With fentanyl accounting for a large number of overdoses, Staudt and McCallum warned of the dangers involved in making contact with the drug. Fentanyl can be absorbed through the skin, making it dangerous for anyone responding to an overdose.
In addition to two doses of nasal spray, the Naloxone kits used in the training were each equipped with gloves and a CPR mouth shield, which Staudt and McCallum told attendees to use in order to avoid as much skin-to-skin contact as possible, as the slight chance exists that the responder could come in contact with fentanyl.
A video was used to show what the signs of an overdose look like, which include pinpointed pupils, slow or stopped breathing, blue or pale lips and fingernails and snoring or gurgling sounds.
In the event of an overdose, 911 should be called immediately and a sternum rub should be performed on the overdosing person before the first nasal dose of Naloxone is given. The spray is easy to use and requires inserting the tip of a nozzle into the person’s nostril and pushing the bottom of the plunger up. A clicking sound confirms the dose was administered.
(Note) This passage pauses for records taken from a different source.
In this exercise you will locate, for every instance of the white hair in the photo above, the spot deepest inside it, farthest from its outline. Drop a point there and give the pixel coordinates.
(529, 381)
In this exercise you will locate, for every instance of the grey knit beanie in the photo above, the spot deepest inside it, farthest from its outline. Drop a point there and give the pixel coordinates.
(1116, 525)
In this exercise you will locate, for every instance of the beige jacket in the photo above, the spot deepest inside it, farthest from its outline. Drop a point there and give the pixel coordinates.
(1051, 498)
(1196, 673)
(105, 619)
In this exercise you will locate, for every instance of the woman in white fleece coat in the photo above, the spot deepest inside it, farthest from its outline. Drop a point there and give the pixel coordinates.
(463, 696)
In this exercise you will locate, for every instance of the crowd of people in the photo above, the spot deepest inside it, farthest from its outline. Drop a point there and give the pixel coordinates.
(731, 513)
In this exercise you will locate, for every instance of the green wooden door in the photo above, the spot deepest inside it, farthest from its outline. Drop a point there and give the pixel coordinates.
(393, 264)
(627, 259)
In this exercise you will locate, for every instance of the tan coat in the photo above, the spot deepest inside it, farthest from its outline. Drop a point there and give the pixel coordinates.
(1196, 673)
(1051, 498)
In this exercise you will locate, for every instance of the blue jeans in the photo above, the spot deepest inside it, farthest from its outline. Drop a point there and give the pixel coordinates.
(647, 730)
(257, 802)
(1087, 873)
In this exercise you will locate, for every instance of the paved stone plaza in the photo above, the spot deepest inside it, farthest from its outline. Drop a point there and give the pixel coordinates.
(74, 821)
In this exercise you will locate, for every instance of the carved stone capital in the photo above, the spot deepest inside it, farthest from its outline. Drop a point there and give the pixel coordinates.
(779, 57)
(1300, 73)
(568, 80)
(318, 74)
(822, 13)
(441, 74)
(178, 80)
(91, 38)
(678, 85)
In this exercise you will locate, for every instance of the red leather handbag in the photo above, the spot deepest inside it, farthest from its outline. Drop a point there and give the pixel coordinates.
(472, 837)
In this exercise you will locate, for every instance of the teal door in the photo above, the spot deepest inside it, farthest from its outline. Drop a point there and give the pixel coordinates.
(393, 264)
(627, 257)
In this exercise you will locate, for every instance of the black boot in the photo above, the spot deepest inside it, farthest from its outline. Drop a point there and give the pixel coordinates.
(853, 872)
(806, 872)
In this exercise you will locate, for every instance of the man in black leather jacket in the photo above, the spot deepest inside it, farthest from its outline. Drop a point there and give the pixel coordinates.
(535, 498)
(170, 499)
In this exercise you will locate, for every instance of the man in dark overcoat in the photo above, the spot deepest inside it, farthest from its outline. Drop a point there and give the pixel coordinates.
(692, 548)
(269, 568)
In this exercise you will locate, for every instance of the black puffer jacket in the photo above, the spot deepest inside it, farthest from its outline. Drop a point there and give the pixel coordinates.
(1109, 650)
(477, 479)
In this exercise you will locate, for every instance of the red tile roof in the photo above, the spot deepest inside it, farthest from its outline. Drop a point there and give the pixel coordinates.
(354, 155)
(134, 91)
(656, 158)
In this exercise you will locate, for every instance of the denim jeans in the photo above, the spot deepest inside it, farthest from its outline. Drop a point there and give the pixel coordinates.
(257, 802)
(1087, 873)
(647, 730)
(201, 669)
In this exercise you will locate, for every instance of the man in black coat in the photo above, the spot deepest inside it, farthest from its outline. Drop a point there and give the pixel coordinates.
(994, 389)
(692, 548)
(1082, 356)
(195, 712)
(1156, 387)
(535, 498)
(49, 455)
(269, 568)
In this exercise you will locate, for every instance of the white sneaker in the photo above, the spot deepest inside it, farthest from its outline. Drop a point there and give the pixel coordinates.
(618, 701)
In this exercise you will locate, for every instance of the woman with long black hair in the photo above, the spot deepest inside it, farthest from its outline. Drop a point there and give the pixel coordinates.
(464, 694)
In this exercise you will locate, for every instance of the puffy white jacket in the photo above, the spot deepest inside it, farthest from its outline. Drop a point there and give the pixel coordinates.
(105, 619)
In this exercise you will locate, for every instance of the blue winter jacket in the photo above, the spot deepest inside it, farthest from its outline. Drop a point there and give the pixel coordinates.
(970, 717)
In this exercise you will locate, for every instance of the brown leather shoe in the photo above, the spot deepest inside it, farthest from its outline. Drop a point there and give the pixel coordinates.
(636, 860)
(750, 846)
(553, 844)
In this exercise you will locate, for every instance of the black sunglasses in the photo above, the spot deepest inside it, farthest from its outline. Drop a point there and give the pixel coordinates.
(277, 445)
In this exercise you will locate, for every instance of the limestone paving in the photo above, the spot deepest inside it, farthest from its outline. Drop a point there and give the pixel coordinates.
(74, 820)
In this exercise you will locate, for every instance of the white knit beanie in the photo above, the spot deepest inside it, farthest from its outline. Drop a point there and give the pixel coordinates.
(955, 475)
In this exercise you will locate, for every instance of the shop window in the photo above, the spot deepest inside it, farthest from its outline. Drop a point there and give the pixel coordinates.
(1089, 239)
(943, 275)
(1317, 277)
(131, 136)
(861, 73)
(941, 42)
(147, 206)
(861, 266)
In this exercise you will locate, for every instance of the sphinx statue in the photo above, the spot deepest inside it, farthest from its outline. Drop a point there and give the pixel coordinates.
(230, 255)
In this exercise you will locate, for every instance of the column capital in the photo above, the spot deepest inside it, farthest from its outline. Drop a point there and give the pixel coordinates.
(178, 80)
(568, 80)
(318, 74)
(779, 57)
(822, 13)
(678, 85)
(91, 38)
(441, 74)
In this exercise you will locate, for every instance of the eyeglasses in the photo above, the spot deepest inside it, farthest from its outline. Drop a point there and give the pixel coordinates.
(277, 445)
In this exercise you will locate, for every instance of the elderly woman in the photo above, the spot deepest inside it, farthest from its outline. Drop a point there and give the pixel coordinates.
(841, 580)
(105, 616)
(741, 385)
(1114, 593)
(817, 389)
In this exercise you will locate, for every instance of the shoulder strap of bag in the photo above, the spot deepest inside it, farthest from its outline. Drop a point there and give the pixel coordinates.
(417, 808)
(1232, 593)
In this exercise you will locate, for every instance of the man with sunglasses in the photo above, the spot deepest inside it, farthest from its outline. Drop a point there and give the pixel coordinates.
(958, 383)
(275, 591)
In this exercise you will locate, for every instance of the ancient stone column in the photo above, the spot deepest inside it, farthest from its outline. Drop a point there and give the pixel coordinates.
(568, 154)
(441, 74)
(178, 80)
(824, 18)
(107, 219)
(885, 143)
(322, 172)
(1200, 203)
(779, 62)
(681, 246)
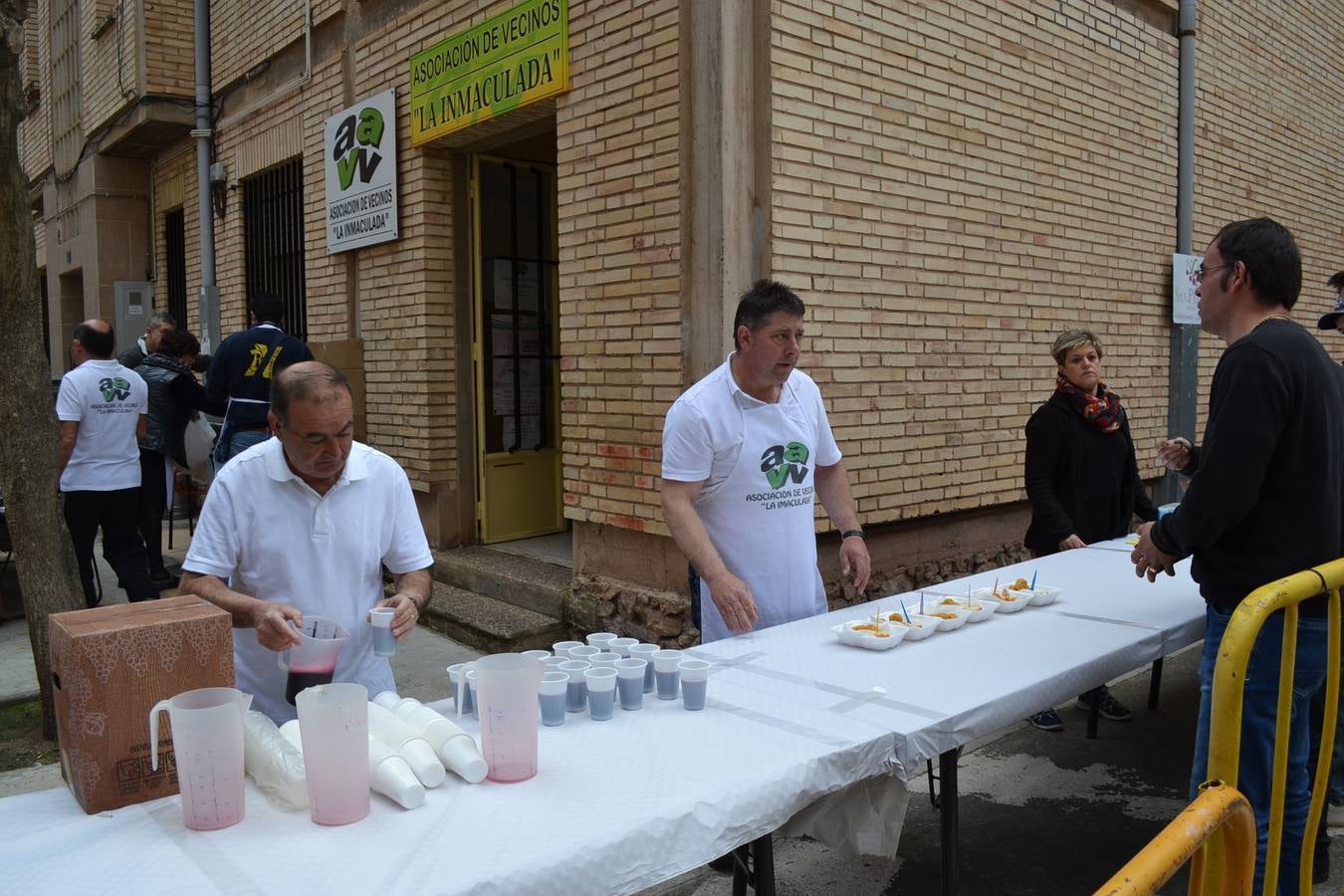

After using Naloxone, rescue breathing should be performed for two minutes, followed by a second dose of Naloxone if the person remains unresponsive. The person should then be rolled onto their side in a recovery position until help arrives.
Naloxone reverses the effects of an opioid overdose and takes the person into an immediate state of withdrawal, which McCallum said causes extremely sick, flu-like symptoms in the drug user. The sickness can lead to the person wanting to use opioids again immediately to end the withdrawal feeling.
McCallum advised that EMS can now leave a dose of Naloxone with friends or family members should the person refuse medical treatment.
Two CPR dummies served as the victim while Staudt and McCallum tested the knowledge of each participant before having them practice administering the Naloxone through the nasal passages.
In Shamokin Dam, four Transitions staff members successfully completed Wednesday’s training. Crystal Snook said the staff is certified through online courses, but those who work in the safe houses wanted to participate in in-person training to get the hands-on experience should they ever have to use Naloxone.
Naloxone training is viewed in the same way as CPR and first aid, Snook said. They hope they never have to rely on their knowledge, but the training provides another layer to help people in their care stay safe.
Through the Northeast Counterdrug Joint Task Force, which is operated by the National Guard, McCallum said they provide at least one Naloxone training a week and are always attending conferences and trainings to stay up-to-date on statistics and practices in order to give provide the best training possible.
The opioid epidemic has affected everyone, and being prepared in case of an overdose is extremely important, he added. They’ve held trainings for church groups, schools and for hospital employees.